Something is fishy with the Skeena River sockeye, and somebody needs to come up with answers.

Something is fishy with the Skeena River sockeye, and somebody needs to come up with answers.

In a river that is world renowned for its fishery, where guides talk about the millions of sockeye that can be found in the river year in and year out, just over 400,000 sockeye made their way back to the Skeena.

The DFO warned that this could be a bad year for the fishery, estimating between 600,000 and 800,000 sockeye would be returning to the spawning beds. The upper figure, 800,000, is low but not that far off of the 963,000 salmon that were estimated to have returned back in 2010. But only half of that number have found their way back to the northwest after spawning in 2009.

Clearly, it's not quite the collapse experienced on the Fraser River back in 2009, when only 1.4 million sockeye of an estimated 10 million returned. But when the numbers are so low that recreational fishermen and First Nations are not allowed to retain a single sockeye on the Skeena River for sustenance purposes for the first time in history, there is clearly an issue that needs to be examined.

Is it, as environmental groups contend, overfishing by the Alaskan fleet? Is it an issue of government cutback and habitat deterioration as groups such as the Babine First Nation contend? Is there something else at play that hasn't been considered?

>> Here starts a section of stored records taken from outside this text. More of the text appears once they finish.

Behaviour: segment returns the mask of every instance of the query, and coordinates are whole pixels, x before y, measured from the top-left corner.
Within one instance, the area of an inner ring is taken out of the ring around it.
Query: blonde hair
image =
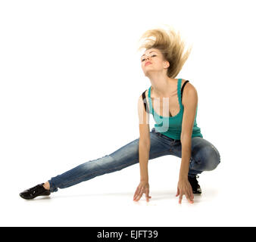
[[[151,37],[155,37],[151,39]],[[181,70],[188,59],[192,46],[185,52],[185,43],[181,39],[180,32],[176,32],[168,26],[168,29],[156,28],[145,32],[139,41],[145,39],[137,51],[145,48],[146,50],[154,48],[158,49],[163,54],[164,60],[167,60],[170,67],[167,69],[167,76],[175,78]]]

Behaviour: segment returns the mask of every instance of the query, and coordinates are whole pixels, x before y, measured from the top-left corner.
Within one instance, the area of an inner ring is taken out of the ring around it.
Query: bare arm
[[[140,169],[140,182],[135,191],[133,200],[139,201],[145,194],[147,202],[149,201],[149,184],[148,163],[150,150],[149,114],[145,110],[142,96],[138,101],[138,114],[139,127],[139,160]]]
[[[140,180],[148,182],[148,163],[150,150],[149,115],[145,110],[142,98],[138,100],[138,115],[139,128],[139,160]]]
[[[190,203],[194,203],[194,195],[188,180],[189,162],[191,157],[192,134],[198,104],[198,95],[195,88],[190,83],[186,86],[183,92],[184,113],[182,124],[180,141],[182,144],[182,158],[180,169],[180,178],[177,193],[181,203],[183,194]]]

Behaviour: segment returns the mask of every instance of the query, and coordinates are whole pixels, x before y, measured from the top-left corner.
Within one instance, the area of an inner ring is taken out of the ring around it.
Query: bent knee
[[[220,155],[214,145],[205,148],[205,170],[212,171],[217,168],[220,163]]]
[[[204,171],[212,171],[220,163],[220,155],[214,145],[203,147],[200,154],[200,160],[197,162],[198,169]]]

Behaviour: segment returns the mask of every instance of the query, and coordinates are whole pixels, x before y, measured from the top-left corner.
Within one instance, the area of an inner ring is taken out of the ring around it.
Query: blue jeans
[[[139,138],[121,147],[111,154],[87,161],[55,177],[52,177],[50,191],[66,188],[80,182],[92,179],[98,175],[119,171],[139,163]],[[150,132],[149,160],[173,155],[181,158],[180,140],[157,132],[153,128]],[[189,176],[195,176],[203,171],[211,171],[220,163],[220,156],[217,148],[201,137],[192,138],[192,152],[189,163]]]

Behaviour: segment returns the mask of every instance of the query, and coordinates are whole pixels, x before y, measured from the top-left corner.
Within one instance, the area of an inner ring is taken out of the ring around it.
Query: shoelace
[[[198,178],[198,177],[199,177],[199,175],[195,175],[195,176],[194,178],[191,178],[190,181],[192,182],[193,187],[195,187],[195,188],[198,187],[198,180],[196,178]]]
[[[40,187],[41,187],[41,185],[37,185],[36,186],[30,188],[28,191],[30,192],[33,192],[33,191],[36,191],[38,188],[39,188]]]

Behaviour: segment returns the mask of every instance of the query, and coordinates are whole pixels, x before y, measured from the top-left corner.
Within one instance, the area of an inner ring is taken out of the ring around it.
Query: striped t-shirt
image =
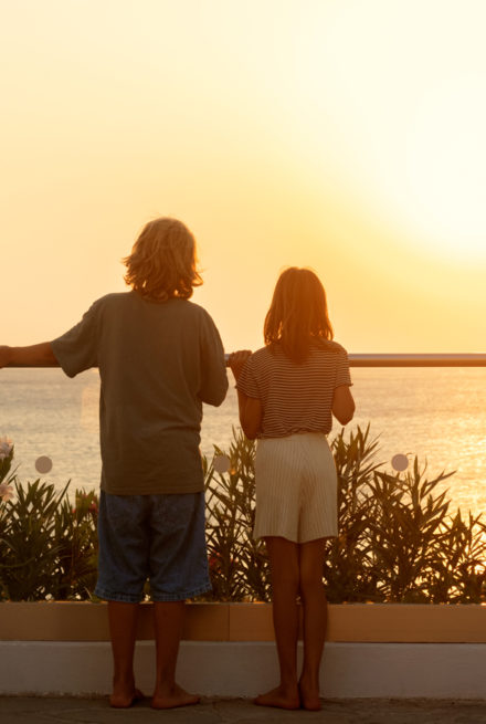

The sockeye returns have closed the commercial fishery, taking money out of the community, and left First Nations elders without a source of traditional food for the winter. And, as alluded to by Joy Thorkelson of the UFAWU, the low numbers paint a grim picture for the returns four years from now.

While it would be easy to simply put this drop in sockeye stocks down to a natural cycle, that seems fairly simplistic and does a great disservice to those who have had their livelihoods impacted.

The government owes the people more than that.